Extract url from text file


I have a large text file that contains the text View this email in your browser then a URL. It can vary and sometimes part of the URL goes onto the next line.

Also, when it does go onto the next line there is an equals symbol at the end which needs to be removed but not any other equals symbols which may be there.

Few examples:

View this email in your browser (https://us15.campaign-archive.com/?e=3D1460&u=3Df6e2bb1612577510b&id=3D2c8be)

View this email in your browser <https://mail.com/?e=3D14=
60&u=3Df612577510b&id=3D2c8be>

View this email in your browser (https://eg.com/?e=3D1460&u=3Df6510b&id=3D2c8be)

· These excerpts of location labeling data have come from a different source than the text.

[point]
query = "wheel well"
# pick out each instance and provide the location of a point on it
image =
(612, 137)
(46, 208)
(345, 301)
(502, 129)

I need to extract that URL using PowerShell, without the brackets (parentheses), which sometimes can be < > so that I can download it as a HTML file.

 if ($str -match '(?<=\()https?://[^)]+') {
 #  # ... remove any line breaks from it, and output the result.
  $Matches.0 -replace '\r?\n'
 }

 if ($str -match '(?<=\<)https?://[^>]+') {
 #  # ... remove any line breaks from it, and output the result.
  $Matches.0 -replace '\r?\n'
 }

Solution

    • Since you're trying to match across lines, you need to make sure that your text file is read as a whole, i.e. as a single, multiline string, which you can do with the -Raw switch of the Get-Content cmdlet.

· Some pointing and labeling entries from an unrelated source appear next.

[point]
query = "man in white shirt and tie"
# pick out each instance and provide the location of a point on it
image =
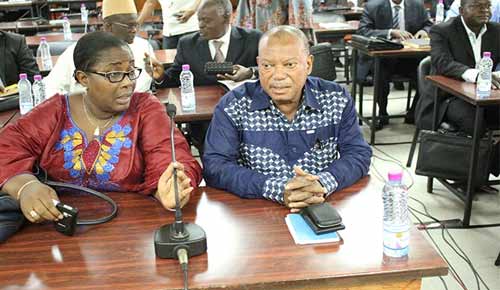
(397, 20)
(216, 41)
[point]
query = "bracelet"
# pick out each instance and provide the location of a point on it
(23, 187)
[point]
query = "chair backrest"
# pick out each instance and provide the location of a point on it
(58, 47)
(323, 64)
(426, 91)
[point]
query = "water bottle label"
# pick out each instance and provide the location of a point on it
(396, 241)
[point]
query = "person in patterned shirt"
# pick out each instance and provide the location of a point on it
(288, 137)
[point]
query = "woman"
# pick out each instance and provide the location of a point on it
(108, 139)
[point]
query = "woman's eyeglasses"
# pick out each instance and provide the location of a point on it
(118, 76)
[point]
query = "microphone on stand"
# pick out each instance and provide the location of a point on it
(178, 240)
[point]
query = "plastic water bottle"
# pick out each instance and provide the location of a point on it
(483, 85)
(188, 98)
(84, 13)
(440, 12)
(43, 53)
(38, 89)
(25, 98)
(67, 29)
(396, 218)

    • Apart from that, the only thing missing from your regex was to also match and remove a preceding = before newlines.

    The following extracts all URLs from input file file.txt, and outputs them - with the newline and line-ending = removed - as an array of strings:

    # Note the '=' before '\r?\n'
    [regex]::Matches(
      (Get-Content -Raw file.txt),
      '(?<=[<(])https://[^>)]+'
    ).Value -replace '=\r?\n'
    
    • Direct use of the [regex]::Matches() .NET API allows you to extract all matches at once, whereas PowerShell's -match operator only ever looks for one match.

    • -replace is then used to remove newlines (\r?\n) from the matches, along with a preceding =.

    For an explanation of the URL-matching regex and the ability to experiment with it, see this regex101.com page.


    Example with a multiline string literal:

    [regex]::Matches('
    View this email in your browser (https://us15.campaign-archive.com/?e=3D1460&u=3Df6e2bb1612577510b&id=3D2c8be)
    
    View this email in your browser <https://mail.com/?e=3D14=
    60&u=3Df612577510b&id=3D2c8be>
    
    View this email in your browser (https://eg.com/?e=3D1460&u=3Df6510b&id=3D2c8be)
      ',
      '(?<=[<(])https://[^>)]+'
    ).Value -replace '=\r?\n'
    

    Output:

    https://us15.campaign-archive.com/?e=3D1460&u=3Df6e2bb1612577510b&id=3D2c8be
    https://mail.com/?e=3D1460&u=3Df612577510b&id=3D2c8be
    https://eg.com/?e=3D1460&u=3Df6510b&id=3D2c8be